Integral criterion: If `a_n=f(n)`, where `f(x)` positive, monotonically decreasing and continuous function for `x geq a geq1`, then series `sum_(n=1)^infty a_n` and integral

`int_a^infty f(x)dx`

converge or diverge simultaneously.

Now we apply integral criterion to our series.

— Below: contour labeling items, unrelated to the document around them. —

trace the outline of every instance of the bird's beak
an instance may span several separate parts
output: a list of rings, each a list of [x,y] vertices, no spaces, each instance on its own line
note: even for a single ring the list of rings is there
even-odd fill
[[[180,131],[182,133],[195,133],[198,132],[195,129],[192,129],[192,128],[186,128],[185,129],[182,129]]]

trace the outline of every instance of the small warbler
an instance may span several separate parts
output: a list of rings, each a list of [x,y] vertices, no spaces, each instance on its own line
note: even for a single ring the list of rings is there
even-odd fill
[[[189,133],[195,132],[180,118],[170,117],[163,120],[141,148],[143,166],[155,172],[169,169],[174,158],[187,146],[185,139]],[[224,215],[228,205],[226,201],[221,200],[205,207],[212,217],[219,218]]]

`lim_(m->infty) m^(1-p)/(1-p)-1/(1-p)=`

`lim_(m->infty) (m^(1-p)-1)/(1-p)`

We will break this into 3 cases:

p<1 `=> 1-p>0`

`lim_(m->infty)(m^(1-p)-1)/(1-p)=infty=> sum_(n=1)^infty 1/n^p=infty`

Hence the series diverges.

p>0 `=>1-p<0=>p-1>0`

`lim_(m->infty)(m^(1-p)-1)/(1-p)=1/(m^(p-1)(1-p))-1/(1-p)=0-1/(1-p)<infty=>sum_(n=1)^infty 1/n^p<infty`

Hence the series converges.

p=0 `=> 1-p=0`

`lim_(m-> infty)(m^(1-p)-1)/(1-p)=lim_(m->infty)(m^1 m^p-1)/(1-p)=infty=> sum_(n=1)^infty 1/n^p=infty`

Hence the series diverges.

If we put all three cases together we get that the series converges for `p>1` and diverges for `p leq 1`.